La situation au Liban est critique depuis plusieurs semaines, avec plus d’un million de personnes déplacées en raison des combats qui ont lieu dans le pays. Selon Ghassan Salamé, ministre libanais de la Culture, cette crise umanitaire est due aux frappes israéliennes qui visent systématiquement les villages civils.
Le gouvernement libanais peine à répondre aux besoins de sa population relativement nombreuse et croissante, avec un Libanais sur six déplacé en raison des combats. Seuls 20% des déplacés ont trouvé un refuge pour l’instant, et la ville de Beyrouth est saturée en matière d’abris.
La situation financière du pays est également préoccupante, alors que le Liban sort à peine d’une crise financière et bancaire importante. Les dépenses nécessaires pour aider les personnes déplacées sont donc très élevées, et risquent de augmenter si jamais l’invasion terrestre au Liban-Sud devenait une réalité.
Selon Ghassan Salamé, contrairement aux conflits précédents, cette fois-ci, l’armée israélienne détruit systématiquement les villages dans l’intention évidente que les civils ne puissent plus jamais y retourner. Une vingtaine de villages ont subi des dommages partiels, tandis que 34 autres ont été entièrement détruits dans le pays.
Le ministre libanais de la Culture qualifie cette situation de dangereuse et estime qu’elle renforce l’idée qu’Israël a besoin d’une zone tampon qui éloigne la population civile de ses frontières. Aujourd’hui, on assiste à un grignotage quotidien du territoire libanais par l’armée israélienne pour étendre cette zone.
Bien que les autorités tentent de déplacer les populations du sud vers le nord où plus de ressources sont accessibles, une majorité de ces personnes préfèrent rester à proximité de leur village dans l’espoir d’y retourner. Cependant, selon Ghassan Salamé, pour beaucoup des habitants de ces villages déjà détruits ou qui risquent d’être détruits, leur exil intérieur risque de durer plus qu’il ne l’était dans les guerres passées.
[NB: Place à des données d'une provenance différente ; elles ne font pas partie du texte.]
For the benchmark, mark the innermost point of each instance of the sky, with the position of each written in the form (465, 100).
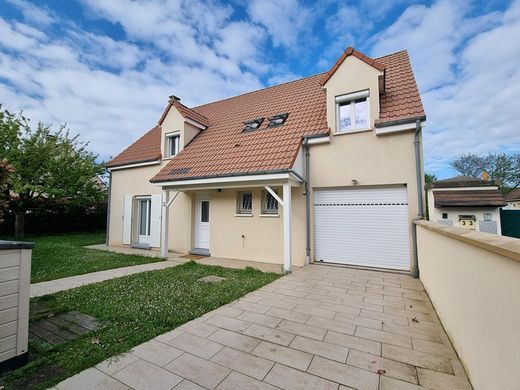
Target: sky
(107, 67)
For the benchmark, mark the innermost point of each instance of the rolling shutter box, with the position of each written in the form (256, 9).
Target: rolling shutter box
(363, 227)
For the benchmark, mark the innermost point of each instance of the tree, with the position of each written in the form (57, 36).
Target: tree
(429, 177)
(502, 168)
(49, 167)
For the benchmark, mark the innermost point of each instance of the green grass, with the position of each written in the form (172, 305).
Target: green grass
(136, 308)
(61, 255)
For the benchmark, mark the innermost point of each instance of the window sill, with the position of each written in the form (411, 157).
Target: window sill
(352, 131)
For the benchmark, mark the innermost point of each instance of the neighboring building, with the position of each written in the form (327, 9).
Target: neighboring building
(513, 199)
(229, 178)
(466, 202)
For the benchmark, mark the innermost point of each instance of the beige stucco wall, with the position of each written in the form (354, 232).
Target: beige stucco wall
(370, 159)
(472, 279)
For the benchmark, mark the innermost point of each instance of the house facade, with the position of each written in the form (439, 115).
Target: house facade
(327, 168)
(466, 202)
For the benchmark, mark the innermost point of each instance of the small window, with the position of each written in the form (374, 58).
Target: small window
(172, 144)
(269, 204)
(278, 120)
(352, 112)
(245, 203)
(253, 124)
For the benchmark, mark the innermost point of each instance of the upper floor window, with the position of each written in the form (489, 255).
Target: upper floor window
(352, 112)
(172, 144)
(245, 203)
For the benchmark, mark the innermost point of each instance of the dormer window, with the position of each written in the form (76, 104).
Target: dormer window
(253, 124)
(352, 112)
(278, 120)
(172, 144)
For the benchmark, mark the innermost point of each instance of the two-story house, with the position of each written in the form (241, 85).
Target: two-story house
(327, 168)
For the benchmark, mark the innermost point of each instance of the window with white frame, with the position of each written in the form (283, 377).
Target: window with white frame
(352, 111)
(269, 203)
(172, 144)
(245, 203)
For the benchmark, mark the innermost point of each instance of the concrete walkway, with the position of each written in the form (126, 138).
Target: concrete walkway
(52, 286)
(321, 327)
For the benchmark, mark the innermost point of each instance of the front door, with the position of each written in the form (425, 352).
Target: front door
(202, 224)
(144, 211)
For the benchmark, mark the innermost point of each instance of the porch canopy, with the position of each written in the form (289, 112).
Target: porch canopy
(286, 180)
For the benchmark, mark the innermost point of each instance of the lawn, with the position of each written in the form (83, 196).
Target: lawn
(61, 255)
(136, 308)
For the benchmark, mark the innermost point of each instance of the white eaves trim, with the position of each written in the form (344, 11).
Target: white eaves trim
(397, 128)
(136, 165)
(228, 179)
(196, 124)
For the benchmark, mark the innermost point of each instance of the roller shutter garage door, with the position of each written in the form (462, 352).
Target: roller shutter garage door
(364, 227)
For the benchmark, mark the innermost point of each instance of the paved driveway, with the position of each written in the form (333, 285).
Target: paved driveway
(321, 327)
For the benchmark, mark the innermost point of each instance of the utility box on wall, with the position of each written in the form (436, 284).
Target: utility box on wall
(15, 284)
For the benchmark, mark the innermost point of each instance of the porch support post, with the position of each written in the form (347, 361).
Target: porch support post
(165, 218)
(287, 231)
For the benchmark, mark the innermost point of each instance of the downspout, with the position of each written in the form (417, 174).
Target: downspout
(418, 171)
(108, 206)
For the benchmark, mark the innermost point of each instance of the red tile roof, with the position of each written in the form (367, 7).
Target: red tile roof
(224, 149)
(350, 51)
(147, 148)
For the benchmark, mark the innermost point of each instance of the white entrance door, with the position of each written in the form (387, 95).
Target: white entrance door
(202, 223)
(364, 227)
(144, 210)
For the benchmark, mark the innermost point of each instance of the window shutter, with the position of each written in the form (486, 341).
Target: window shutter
(155, 221)
(127, 219)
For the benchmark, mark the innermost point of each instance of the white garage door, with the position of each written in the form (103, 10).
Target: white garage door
(364, 227)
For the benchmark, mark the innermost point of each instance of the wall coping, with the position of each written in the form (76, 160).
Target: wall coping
(502, 245)
(15, 245)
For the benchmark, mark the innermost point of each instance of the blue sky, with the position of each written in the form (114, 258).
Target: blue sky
(107, 67)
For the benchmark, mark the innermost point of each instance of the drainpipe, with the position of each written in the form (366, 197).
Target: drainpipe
(418, 171)
(108, 205)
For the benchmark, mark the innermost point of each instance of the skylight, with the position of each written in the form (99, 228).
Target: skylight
(278, 119)
(253, 124)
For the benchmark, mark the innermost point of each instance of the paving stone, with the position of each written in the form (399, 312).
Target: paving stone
(273, 335)
(198, 328)
(287, 356)
(440, 381)
(196, 345)
(243, 362)
(356, 320)
(228, 323)
(438, 349)
(344, 374)
(200, 371)
(91, 379)
(142, 375)
(236, 381)
(384, 337)
(353, 342)
(291, 379)
(114, 364)
(157, 353)
(336, 326)
(260, 319)
(288, 315)
(187, 385)
(387, 383)
(314, 311)
(373, 363)
(302, 330)
(320, 348)
(234, 340)
(416, 358)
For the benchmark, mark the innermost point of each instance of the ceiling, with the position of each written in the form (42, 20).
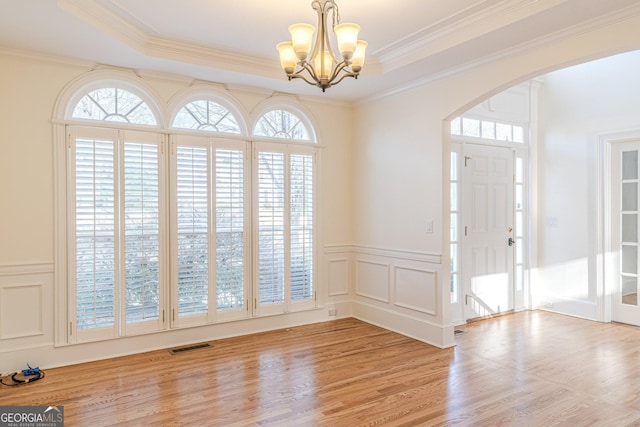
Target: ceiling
(233, 42)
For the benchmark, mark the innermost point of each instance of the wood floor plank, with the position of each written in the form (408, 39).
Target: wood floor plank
(523, 369)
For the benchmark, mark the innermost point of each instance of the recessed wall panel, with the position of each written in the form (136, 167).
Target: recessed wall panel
(21, 311)
(372, 280)
(416, 289)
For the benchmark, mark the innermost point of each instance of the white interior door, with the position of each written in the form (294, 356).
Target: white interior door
(488, 241)
(624, 232)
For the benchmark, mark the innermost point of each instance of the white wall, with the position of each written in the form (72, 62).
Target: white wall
(402, 171)
(385, 173)
(577, 105)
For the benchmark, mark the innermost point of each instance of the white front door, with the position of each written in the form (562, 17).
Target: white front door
(625, 192)
(487, 253)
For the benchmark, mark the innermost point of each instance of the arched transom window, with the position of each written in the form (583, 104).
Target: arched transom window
(159, 221)
(207, 116)
(115, 105)
(281, 124)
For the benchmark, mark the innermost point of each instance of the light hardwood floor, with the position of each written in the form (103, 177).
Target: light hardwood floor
(524, 369)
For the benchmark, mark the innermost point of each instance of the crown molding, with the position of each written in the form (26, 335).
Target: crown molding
(466, 25)
(619, 16)
(146, 41)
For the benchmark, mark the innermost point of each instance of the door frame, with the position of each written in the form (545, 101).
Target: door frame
(607, 271)
(522, 298)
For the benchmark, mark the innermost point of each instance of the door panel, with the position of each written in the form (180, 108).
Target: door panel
(625, 176)
(489, 211)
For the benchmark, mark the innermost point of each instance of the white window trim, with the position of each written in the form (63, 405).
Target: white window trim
(65, 333)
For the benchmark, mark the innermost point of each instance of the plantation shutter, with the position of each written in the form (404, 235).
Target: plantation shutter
(192, 191)
(230, 233)
(95, 233)
(141, 232)
(271, 228)
(301, 227)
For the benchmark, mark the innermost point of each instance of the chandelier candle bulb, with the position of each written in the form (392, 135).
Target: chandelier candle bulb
(347, 36)
(357, 61)
(287, 56)
(302, 39)
(312, 59)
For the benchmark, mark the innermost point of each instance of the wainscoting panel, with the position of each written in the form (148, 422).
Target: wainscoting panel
(372, 280)
(21, 311)
(416, 289)
(338, 271)
(26, 306)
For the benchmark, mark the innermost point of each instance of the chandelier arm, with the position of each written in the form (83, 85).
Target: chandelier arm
(310, 69)
(301, 76)
(355, 76)
(339, 67)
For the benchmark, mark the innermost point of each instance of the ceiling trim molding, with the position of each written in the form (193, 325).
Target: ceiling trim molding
(596, 24)
(112, 23)
(457, 29)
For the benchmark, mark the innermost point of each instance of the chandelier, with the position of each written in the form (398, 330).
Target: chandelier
(324, 68)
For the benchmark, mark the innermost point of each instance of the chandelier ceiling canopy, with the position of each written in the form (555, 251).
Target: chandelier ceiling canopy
(314, 61)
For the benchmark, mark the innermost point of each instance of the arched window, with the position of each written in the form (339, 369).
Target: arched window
(114, 104)
(206, 115)
(136, 180)
(285, 205)
(281, 124)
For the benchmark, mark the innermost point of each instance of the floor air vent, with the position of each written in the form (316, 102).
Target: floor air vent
(180, 350)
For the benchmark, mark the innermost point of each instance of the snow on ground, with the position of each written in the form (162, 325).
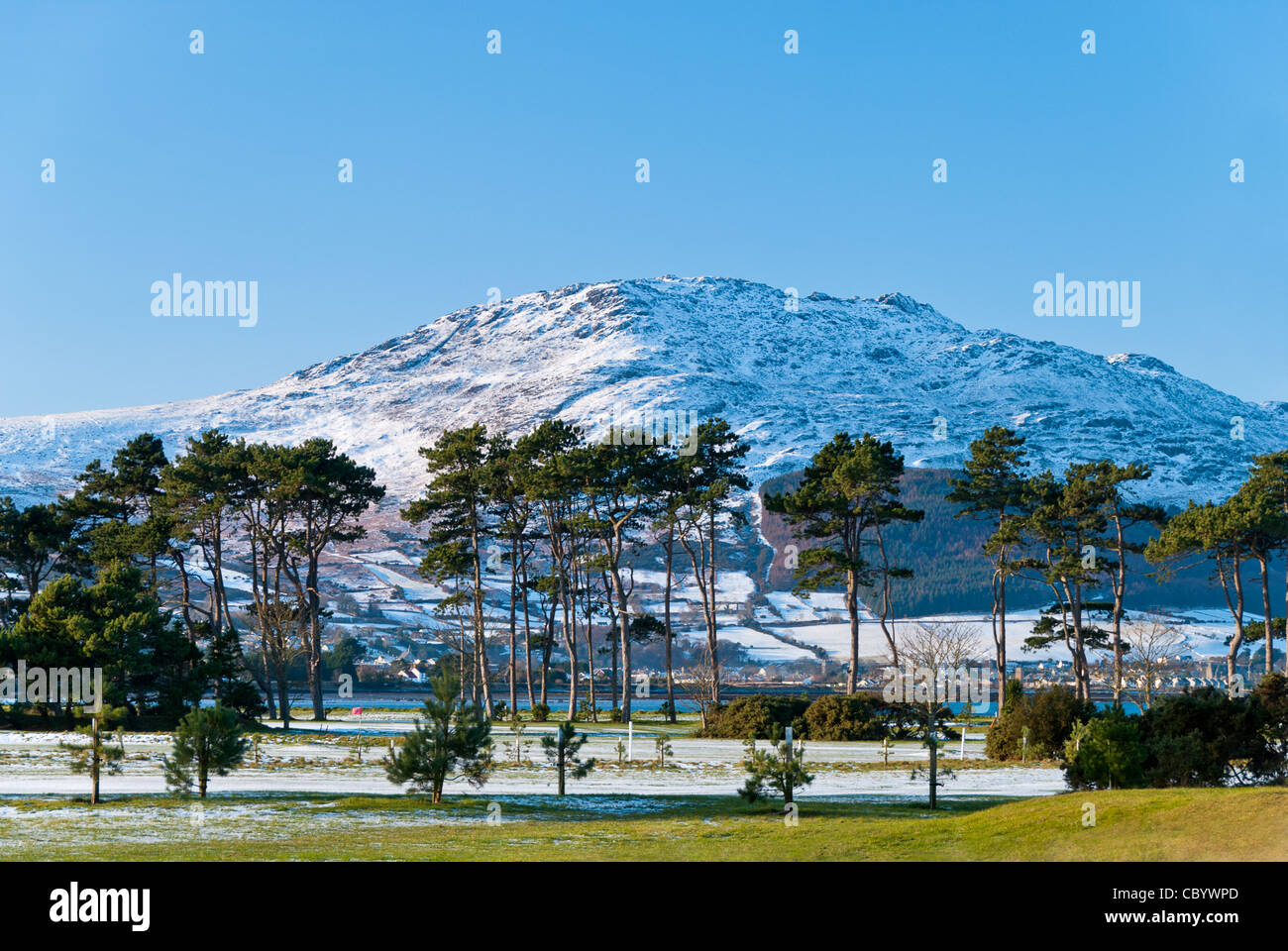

Il est important de noter que cette crise umanitaire est le résultat direct de la guerre entre Israël et le Hezbollah, un groupe pro-iranien. Depuis le 2 mars dernier, l’armée israélienne bombarde le Liban après que le Hezbollah ait lancé des roquettes sur l’État hébreu pour venger la mort du guide suprême Ali Khamenei dans une attaque israélo-américaine.
Le ministre libanais de la Culture a également évoqué les problèmes financiers auxquels son gouvernement est confronté dans cette crise, avec des dépenses énormes pour aider ce million de personnes déplacées. Il a également souligné que le pays sort à peine d’une énorme crise financière et bancaire, ce qui rend la situation encore plus difficile.
En tant que journaliste politique, je ne peux m’empêcher de poser la question suivante : comment pouvons-nous permettre que cette situation continue sans réagir ? Les populations civiles sont les premières victimes de ces conflits, et il est temps que nous agissions pour mettre fin à cette crise umanitaire. Qu’attendons-nous pour intervenir et trouver une solution pacifique à ce conflit qui dure depuis trop longtemps ?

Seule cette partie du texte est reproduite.